I had actually seen this show before, but this didn’t stop it from being bitingly funny, and a bit depressing and relevant for those who are graduating soon. Without spoiling the plot, this show is about an evil corporate machine called the Penderson Brothers, who are recruiting new workers and refusing to pay tax. The Evil Free Market Capitalist and the big dog in charge of the company was played by an incredibly sinister Lewis Dunn, and his antagonist was an adorable, Socialist, puppet cat named Whiskers, played by a childishly beguiling Lucy Walters. Their discourse was fantastic, with the naive cat telling Mr Penderson (Dunn) that “Sharing is great!” and singing a song about the distribution of goods. Who wins? The evil capitalists or the socialist cat holding protests outside the office? I’m not going to tell you as it will ruin the plot.
A particular highlight was when the cops turned up, working for the capitalist bosses, and ‘kettled’ the kitty, as in they shoved her in a kettle (not Lucy, the cat on her hand).
Although apparently the scene changing was a bit clunky, I think that this was something only noticed by the cast and the mistakes covered up seemed like they were doing it on purpose to my untrained eye. Perhaps this is where their improv skills came in.
The socialist cat being ‘kettled’.
Meg Rocky playing an evil employer (making me feel bad about my probable 2.1).
Stephen Harper switching his friendly Scouse accent for a playground bully growl as an elevator attendent/head of HR.

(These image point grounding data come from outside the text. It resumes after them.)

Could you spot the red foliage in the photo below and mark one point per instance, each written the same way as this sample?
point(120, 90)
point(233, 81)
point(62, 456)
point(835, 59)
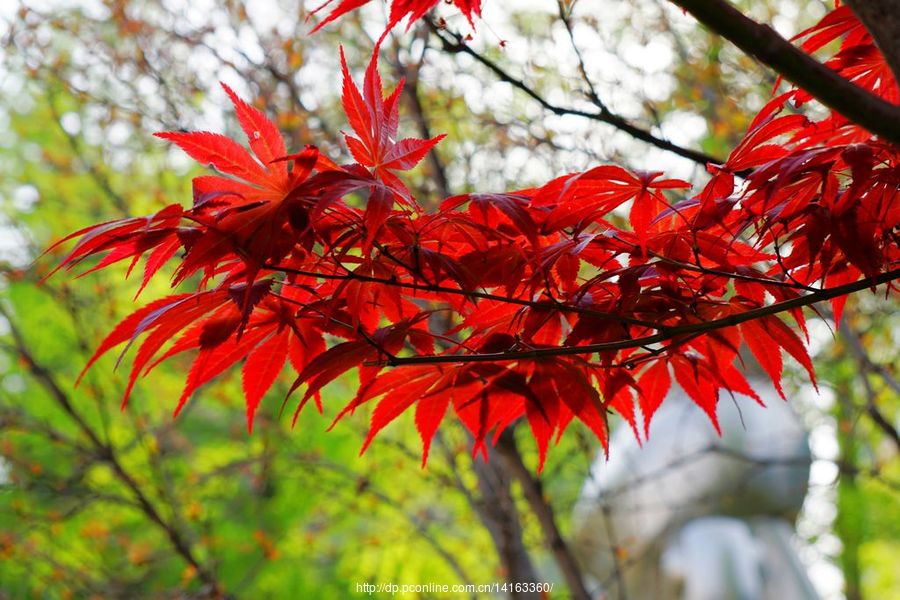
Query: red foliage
point(541, 303)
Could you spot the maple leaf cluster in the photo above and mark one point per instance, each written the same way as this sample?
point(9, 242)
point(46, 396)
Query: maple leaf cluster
point(537, 303)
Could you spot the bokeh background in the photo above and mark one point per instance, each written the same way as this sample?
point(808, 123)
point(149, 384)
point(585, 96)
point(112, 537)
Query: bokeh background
point(101, 503)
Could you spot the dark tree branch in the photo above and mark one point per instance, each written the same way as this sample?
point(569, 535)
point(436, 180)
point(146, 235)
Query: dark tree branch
point(765, 44)
point(882, 19)
point(665, 335)
point(454, 43)
point(867, 366)
point(107, 454)
point(534, 495)
point(497, 511)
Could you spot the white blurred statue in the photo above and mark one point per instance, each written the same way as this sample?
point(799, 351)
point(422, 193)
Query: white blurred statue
point(691, 516)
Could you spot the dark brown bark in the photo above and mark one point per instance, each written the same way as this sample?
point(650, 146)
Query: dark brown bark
point(882, 19)
point(766, 45)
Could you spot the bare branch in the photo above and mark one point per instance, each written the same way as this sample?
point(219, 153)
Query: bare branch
point(765, 44)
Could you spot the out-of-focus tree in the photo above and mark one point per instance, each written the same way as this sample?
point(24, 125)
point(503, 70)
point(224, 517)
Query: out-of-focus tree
point(100, 503)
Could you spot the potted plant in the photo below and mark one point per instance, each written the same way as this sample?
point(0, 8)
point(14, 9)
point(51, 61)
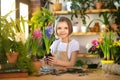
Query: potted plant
point(41, 19)
point(9, 44)
point(79, 7)
point(105, 43)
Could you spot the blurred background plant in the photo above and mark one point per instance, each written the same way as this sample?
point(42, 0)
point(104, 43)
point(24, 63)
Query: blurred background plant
point(94, 48)
point(105, 42)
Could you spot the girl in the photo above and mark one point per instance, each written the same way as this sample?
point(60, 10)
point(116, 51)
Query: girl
point(64, 50)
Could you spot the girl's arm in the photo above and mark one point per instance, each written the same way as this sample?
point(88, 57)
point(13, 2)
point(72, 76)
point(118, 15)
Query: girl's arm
point(53, 60)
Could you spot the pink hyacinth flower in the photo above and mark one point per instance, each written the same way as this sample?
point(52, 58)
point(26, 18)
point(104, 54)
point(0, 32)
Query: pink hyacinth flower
point(37, 34)
point(95, 42)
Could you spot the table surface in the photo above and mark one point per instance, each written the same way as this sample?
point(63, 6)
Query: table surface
point(94, 74)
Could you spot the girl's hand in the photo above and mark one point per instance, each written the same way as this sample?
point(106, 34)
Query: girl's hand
point(52, 59)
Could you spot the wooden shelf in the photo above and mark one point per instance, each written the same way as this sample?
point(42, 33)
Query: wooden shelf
point(86, 33)
point(87, 55)
point(94, 11)
point(13, 75)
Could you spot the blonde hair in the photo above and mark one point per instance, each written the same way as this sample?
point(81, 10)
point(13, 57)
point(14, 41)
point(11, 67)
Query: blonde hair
point(68, 21)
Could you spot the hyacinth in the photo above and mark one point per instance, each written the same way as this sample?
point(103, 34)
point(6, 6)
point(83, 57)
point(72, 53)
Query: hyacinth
point(48, 37)
point(95, 42)
point(37, 35)
point(49, 31)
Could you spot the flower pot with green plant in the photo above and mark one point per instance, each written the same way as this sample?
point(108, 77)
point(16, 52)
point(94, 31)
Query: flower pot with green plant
point(42, 19)
point(78, 8)
point(9, 44)
point(105, 43)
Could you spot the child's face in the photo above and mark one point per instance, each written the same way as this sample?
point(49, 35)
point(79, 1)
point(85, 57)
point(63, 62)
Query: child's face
point(62, 30)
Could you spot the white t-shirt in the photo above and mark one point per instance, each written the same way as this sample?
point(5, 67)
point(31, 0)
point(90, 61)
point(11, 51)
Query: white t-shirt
point(73, 46)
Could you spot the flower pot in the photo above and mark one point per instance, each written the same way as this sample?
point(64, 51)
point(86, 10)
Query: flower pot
point(107, 61)
point(57, 7)
point(99, 5)
point(12, 58)
point(37, 64)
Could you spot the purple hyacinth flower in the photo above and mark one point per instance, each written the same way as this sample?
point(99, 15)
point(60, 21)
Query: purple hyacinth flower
point(49, 31)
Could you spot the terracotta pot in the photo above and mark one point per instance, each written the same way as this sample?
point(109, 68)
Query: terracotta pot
point(37, 64)
point(12, 58)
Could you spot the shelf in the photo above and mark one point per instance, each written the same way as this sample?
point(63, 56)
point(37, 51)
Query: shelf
point(86, 33)
point(87, 12)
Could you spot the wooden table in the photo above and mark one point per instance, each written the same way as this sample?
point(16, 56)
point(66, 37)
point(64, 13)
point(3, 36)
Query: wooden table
point(95, 74)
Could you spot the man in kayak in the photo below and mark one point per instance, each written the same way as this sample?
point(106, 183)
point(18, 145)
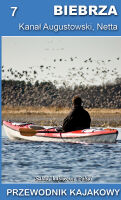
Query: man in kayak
point(78, 118)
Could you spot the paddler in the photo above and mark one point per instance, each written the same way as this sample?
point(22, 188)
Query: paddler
point(78, 118)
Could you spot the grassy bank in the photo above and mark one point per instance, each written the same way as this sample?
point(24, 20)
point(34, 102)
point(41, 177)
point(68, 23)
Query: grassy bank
point(54, 115)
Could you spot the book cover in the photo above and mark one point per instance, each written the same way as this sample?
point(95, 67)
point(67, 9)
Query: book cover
point(53, 52)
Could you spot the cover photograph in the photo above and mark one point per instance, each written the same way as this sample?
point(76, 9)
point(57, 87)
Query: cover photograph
point(60, 100)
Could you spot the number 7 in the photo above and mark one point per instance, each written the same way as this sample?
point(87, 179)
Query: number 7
point(14, 10)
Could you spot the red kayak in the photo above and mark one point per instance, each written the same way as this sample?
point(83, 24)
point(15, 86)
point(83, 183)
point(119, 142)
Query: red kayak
point(30, 132)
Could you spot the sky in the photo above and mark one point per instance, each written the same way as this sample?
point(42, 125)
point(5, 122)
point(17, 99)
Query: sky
point(74, 60)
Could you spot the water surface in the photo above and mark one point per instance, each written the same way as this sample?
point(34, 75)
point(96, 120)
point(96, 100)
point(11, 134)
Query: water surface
point(30, 162)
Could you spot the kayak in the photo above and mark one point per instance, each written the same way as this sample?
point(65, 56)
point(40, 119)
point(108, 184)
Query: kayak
point(30, 132)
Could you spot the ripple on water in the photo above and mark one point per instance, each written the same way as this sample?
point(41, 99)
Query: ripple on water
point(27, 160)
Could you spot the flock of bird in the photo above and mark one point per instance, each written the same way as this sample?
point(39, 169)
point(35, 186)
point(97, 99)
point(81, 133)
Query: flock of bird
point(67, 71)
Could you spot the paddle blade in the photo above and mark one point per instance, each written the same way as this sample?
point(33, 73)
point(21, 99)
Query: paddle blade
point(27, 131)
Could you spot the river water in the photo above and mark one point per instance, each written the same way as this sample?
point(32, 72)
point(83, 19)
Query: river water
point(28, 162)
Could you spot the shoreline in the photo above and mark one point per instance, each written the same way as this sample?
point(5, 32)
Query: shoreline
point(53, 116)
point(48, 110)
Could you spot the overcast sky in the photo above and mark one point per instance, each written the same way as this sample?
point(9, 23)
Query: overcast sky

The fact it made me feel both depressed about one day graduating into the big bad neoliberal world but also charmed and I was able to laugh about it!
Thomas Cocker’s versatility, being able to be a charming yet gluttonous childish figure one minute and an annoying lift attendant the next.
There was this dermatologist joke with some evil wizard types which cropped up – it seemed a bit random but maybe I just didn’t get it!
Not their fault, but the audience wasn’t getting into it enough so the vibe wasn’t as good as it will probably be at the Fringe (they were probably suffering from examination blues)
Overall, it was very well-written and topical for students, and stoked the fire of my inner Marxist. The cast will probably do very well in Edinburgh and I wish them luck! If you want to catch it, go to the Dixon Theatre tonight at 7:30, it’s free!